We say it’s for the kids, but it’s often meeting an unspoken adult need: to belong, to compare, to be seen, or to avoid being alone.


Girl with Adults on a Playdate

 

So what’s really going on? A psychological look:


1. Social Comparison Theory Humans have an innate tendency to compare themselves to others in order to evaluate their own abilities and opinions. The modern playdate becomes fertile ground for subtle social benchmarking, parenting styles, home décor, snack quality, developmental milestones.

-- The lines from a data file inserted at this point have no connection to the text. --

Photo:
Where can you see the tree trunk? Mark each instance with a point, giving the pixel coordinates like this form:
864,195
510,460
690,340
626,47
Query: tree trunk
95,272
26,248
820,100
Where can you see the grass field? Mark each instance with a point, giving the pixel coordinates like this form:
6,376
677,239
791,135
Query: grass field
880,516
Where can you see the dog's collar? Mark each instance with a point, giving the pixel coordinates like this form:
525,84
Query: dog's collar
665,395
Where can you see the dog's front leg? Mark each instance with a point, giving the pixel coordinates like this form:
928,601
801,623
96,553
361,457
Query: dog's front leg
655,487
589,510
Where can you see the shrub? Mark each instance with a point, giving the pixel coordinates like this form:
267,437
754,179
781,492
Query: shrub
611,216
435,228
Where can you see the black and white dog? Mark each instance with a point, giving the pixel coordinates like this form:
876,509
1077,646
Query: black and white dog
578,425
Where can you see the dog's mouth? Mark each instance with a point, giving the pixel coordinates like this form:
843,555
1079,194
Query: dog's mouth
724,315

2. Attachment Styles Some parents show anxious attachment patterns through oversharing or clinginess in new friendships. Others may show avoidant patterns, friendly on the surface, but quick to retreat, withdraw, or ghost.


3. Relational Scripts Many of us unknowingly play out unresolved childhood or adolescent scripts in adulthood. The parent who wasn’t invited to the “cool group” in high school now overcompensates with elaborate birthday invites or becomes hypersensitive to exclusion.


4. Performance vs. Authenticity Carl Rogers’ work reminds us that when there’s a gap between the ideal self and real self, anxiety arises. Playdates often become spaces where the “ideal parent” is showcased, even when the real self is quietly falling apart inside.


What are we really modelling?

Children are watching, not just how we parent, but how we people.

When we arrange playdates but spend them subtly competing, gossiping, ghosting, or pretending, what are we really teaching our children about connection?


That relationships are transactional?

That social inclusion is conditional?

That you have to wear a mask to be accepted?


The playdate becomes a dual-reality: Kids play freely. Adults play cautiously. One is creative chaos. The other is masked choreography.


So what’s the deeper question?

Perhaps it’s this: What are we really seeking in these interactions?

  • Is it adult friendship?

  • Belonging?

  • Validation?

  • Distraction from our own loneliness?


And are we prepared to be honest about it?


Because if we keep pretending, we’re not just raising children, we’re raising another generation of performers.


A call to awareness (not judgment)

Next time you arrange a playdate, pause. Ask yourself:

  • Am I doing this for my child? Or for me?

  • Am I showing up authentically? Or performing?

  • What old story might I be playing out here?


And if you’re brave enough, maybe make space for a real conversation. The kind that doesn’t need a stage.


Because maybe the most powerful playdates, are the ones where we stop playing altogether.